Los Angeles psychotherapist Marilyn Shenker toured the exhibit with 75 other marriage and family therapists the weekend before it closed. She said that despite Freud’s disdain for religion, he was able to look at “society and culture and himself as a Jew and how we’re influenced and a product of our culture, and the ills of society are reflected in the ills of ourselves.”


Psychotherapist Ken Unmacht said self-help movements in the 1960s and 1970s, such as EST and transcendentalism, have faded. “There are all these different philosophies and psychologies that came about in southern California,” he said. “But Freud is the only one that’s lasted from 1900 to 2000. A lot of people disagree with it and don’t like it, but it’s still present. I think the issues now are whether his theories work or not.”

The exhibit puts Freud’s Judaism into context with his stated desire to live a secular life, yet it shows how the rise of Nazism affected him deeply. Four of Freud’s sisters died at Auschwitz.

Evelyn Clark, an African-American family therapist, said Freud might empathize with the pressing mental health problems found in the black community.

“I think because of his own background as a Jew, he should be able to relate to it very realistically,” she said. Like Jews, she added, the most mentally healthy people in black communities “have to be people who are intact, in order to endure all of the inequities that they have experienced in day-to-day living.”

The traveling exhibit includes a prescription for Freud for cocaine, a wall showing decades of magazine covers, ancient home movies, personal letters and documents including his birth certificate.

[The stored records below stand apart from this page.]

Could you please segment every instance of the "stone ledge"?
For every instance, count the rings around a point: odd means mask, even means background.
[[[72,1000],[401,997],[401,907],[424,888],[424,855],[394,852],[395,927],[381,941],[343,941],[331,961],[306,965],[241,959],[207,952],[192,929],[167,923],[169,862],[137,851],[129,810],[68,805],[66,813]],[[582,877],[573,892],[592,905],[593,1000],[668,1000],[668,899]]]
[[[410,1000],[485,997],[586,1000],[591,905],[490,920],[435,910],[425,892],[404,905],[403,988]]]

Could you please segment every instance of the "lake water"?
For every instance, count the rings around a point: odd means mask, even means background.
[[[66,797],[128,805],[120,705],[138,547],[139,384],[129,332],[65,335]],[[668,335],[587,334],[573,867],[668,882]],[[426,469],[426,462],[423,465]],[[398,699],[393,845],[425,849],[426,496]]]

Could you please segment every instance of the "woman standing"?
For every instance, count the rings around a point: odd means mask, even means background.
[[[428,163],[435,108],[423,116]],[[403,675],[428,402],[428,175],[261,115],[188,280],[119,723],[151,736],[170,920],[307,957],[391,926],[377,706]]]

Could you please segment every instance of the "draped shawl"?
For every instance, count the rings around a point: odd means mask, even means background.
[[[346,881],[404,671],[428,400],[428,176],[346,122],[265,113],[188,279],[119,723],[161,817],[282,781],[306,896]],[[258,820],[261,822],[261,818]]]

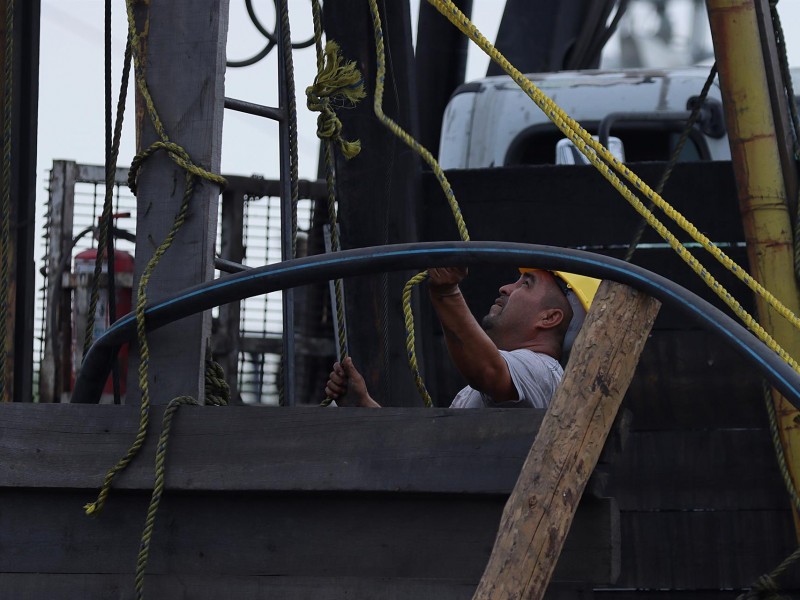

For U.S. audiences, there were clips from movies and TV shows reflecting the influence of Freud, ranging from “The Three Faces of Eve,” “Dear Bridget” and “Bill & Ted’s Excellent Adventure” to “Ordinary People” and “A Charlie Brown Christmas.”

Patron comments from children and teen-agers visiting with parents or on school field trips reflected both Freud and the challenges faced by modern museums trying to reach younger audiences:


“It (the exhibit) was gay.”

“I think it was good because of the TVs.”

“`The Simpsons’ example was awesome!”

“Freud is ugly and dumb.”

“Freud is cool and crazy.”

“This guy’s a psycho!”

One adult fan said that despite criticism of his work, Freud probably would have found a home in modern Hollywood, were he alive now.

“Freud’s narcissism, where he wanted to be the most famous person in the world, would coincide with the movie industry,” the visitor wrote.

Such narcissism was reflected in the Skirball comment book, where in mid-July one man wrote, “It’s all about ME! Isn’t it?”